Low-energy neutron scattering on light nuclei and $^{19}$B as a $^{17}$B-$n$-$n$ three-body system in the unitary limit

TL;DR

This paper investigates neutron scattering on light nuclei, modeling $^{19}$B as a three-body system near the unitary limit, predicting low-lying resonances and exploring connections to Efimov physics.

Contribution

It introduces a three-body model for $^{19}$B near the unitary limit, reproduces its ground state energy, and predicts low-lying resonances linked to Efimov physics.

Findings

Reproduces the ground state energy of $^{19}$B

Predicts two low-lying resonances in $^{19}$B

Suggests a connection to Efimov physics

Abstract

We consider the evolution of the neutron-nucleus scattering length for the lightest nuclei.
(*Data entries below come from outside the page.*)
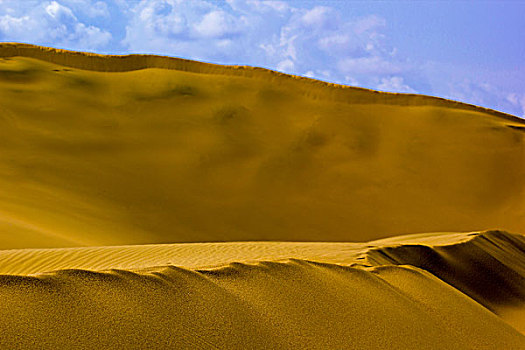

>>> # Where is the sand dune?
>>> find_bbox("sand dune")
[0,232,525,349]
[0,43,525,350]
[0,44,525,249]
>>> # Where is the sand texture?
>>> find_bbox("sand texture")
[0,43,525,350]
[0,44,525,248]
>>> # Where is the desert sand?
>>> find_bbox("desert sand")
[0,43,525,350]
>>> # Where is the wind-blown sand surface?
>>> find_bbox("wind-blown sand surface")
[0,43,525,350]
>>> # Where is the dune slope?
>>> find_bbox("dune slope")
[0,43,525,249]
[0,260,525,349]
[0,231,525,349]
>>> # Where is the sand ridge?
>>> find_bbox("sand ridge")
[0,44,525,249]
[0,43,524,123]
[0,43,525,350]
[0,252,525,349]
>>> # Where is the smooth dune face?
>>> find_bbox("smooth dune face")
[0,43,525,350]
[0,44,525,248]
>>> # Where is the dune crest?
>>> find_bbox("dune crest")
[0,231,525,342]
[0,43,525,249]
[0,260,525,349]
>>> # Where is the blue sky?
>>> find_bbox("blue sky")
[0,0,525,116]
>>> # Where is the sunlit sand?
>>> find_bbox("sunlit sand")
[0,43,525,350]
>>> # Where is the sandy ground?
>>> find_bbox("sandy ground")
[0,44,525,350]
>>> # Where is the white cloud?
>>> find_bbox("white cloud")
[276,59,295,72]
[377,76,416,93]
[194,11,238,38]
[506,92,525,118]
[0,1,111,50]
[337,56,402,76]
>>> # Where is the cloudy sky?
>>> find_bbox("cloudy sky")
[0,0,525,117]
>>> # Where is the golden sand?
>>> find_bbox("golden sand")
[0,43,525,350]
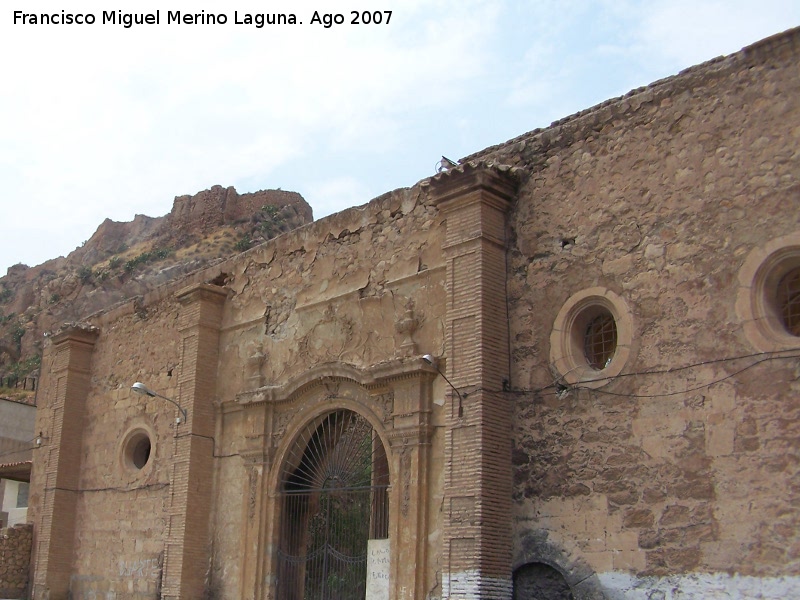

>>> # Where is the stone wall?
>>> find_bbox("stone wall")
[23,23,800,600]
[0,525,33,598]
[490,31,800,597]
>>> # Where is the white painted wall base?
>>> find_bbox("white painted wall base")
[597,572,800,600]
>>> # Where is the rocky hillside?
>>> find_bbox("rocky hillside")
[0,186,313,377]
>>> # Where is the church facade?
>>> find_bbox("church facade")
[29,30,800,600]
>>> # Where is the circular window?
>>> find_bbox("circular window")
[736,234,800,351]
[550,288,633,387]
[121,428,153,472]
[131,436,150,469]
[777,268,800,336]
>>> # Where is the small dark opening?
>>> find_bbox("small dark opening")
[131,436,150,469]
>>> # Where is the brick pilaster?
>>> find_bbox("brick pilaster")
[431,165,515,599]
[31,326,98,600]
[162,284,226,599]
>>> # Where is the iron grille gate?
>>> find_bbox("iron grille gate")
[277,410,389,600]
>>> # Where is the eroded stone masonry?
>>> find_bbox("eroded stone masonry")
[29,30,800,600]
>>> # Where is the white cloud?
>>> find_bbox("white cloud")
[0,0,797,272]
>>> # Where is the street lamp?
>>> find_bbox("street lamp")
[131,381,188,423]
[422,354,464,417]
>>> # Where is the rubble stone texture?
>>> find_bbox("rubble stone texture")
[29,25,800,600]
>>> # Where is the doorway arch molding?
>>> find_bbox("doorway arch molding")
[233,358,439,600]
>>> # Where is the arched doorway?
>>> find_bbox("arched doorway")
[277,410,389,600]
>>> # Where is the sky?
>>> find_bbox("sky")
[0,0,800,275]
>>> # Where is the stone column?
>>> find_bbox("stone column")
[31,326,99,600]
[431,165,515,599]
[162,284,226,600]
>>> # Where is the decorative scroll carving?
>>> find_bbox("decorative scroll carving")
[244,344,267,390]
[247,468,258,521]
[400,446,411,517]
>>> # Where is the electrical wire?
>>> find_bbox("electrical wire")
[454,347,800,398]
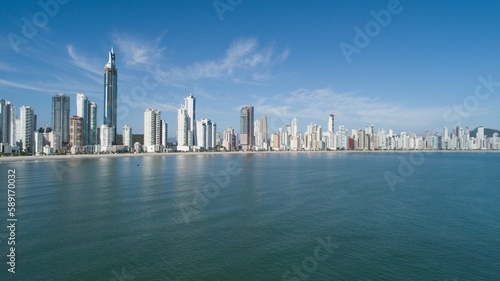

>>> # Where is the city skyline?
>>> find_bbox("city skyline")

We show that, when increasing the number of neutrons in the target nucleus, the strong Pauli repulsion is weakened and the balance with the attractive nucleon-nucleon interaction results into a resonant virtual state in $^{18}$B. We describe $^{19}$B in terms of a $^{17}$B-$n$-$n$ three-body system where the two-body subsystems $^{17}$B-$n$ and $n$-$n$ are unbound (virtual) states close to the unitary limit. The energy of $^{19}$B ground state is well reproduced and two low-lying resonances are predicted. Their eventual link with the Efimov physics is discussed. This model can be extended to describe the recently discovered resonant states in $^{20,21}$B.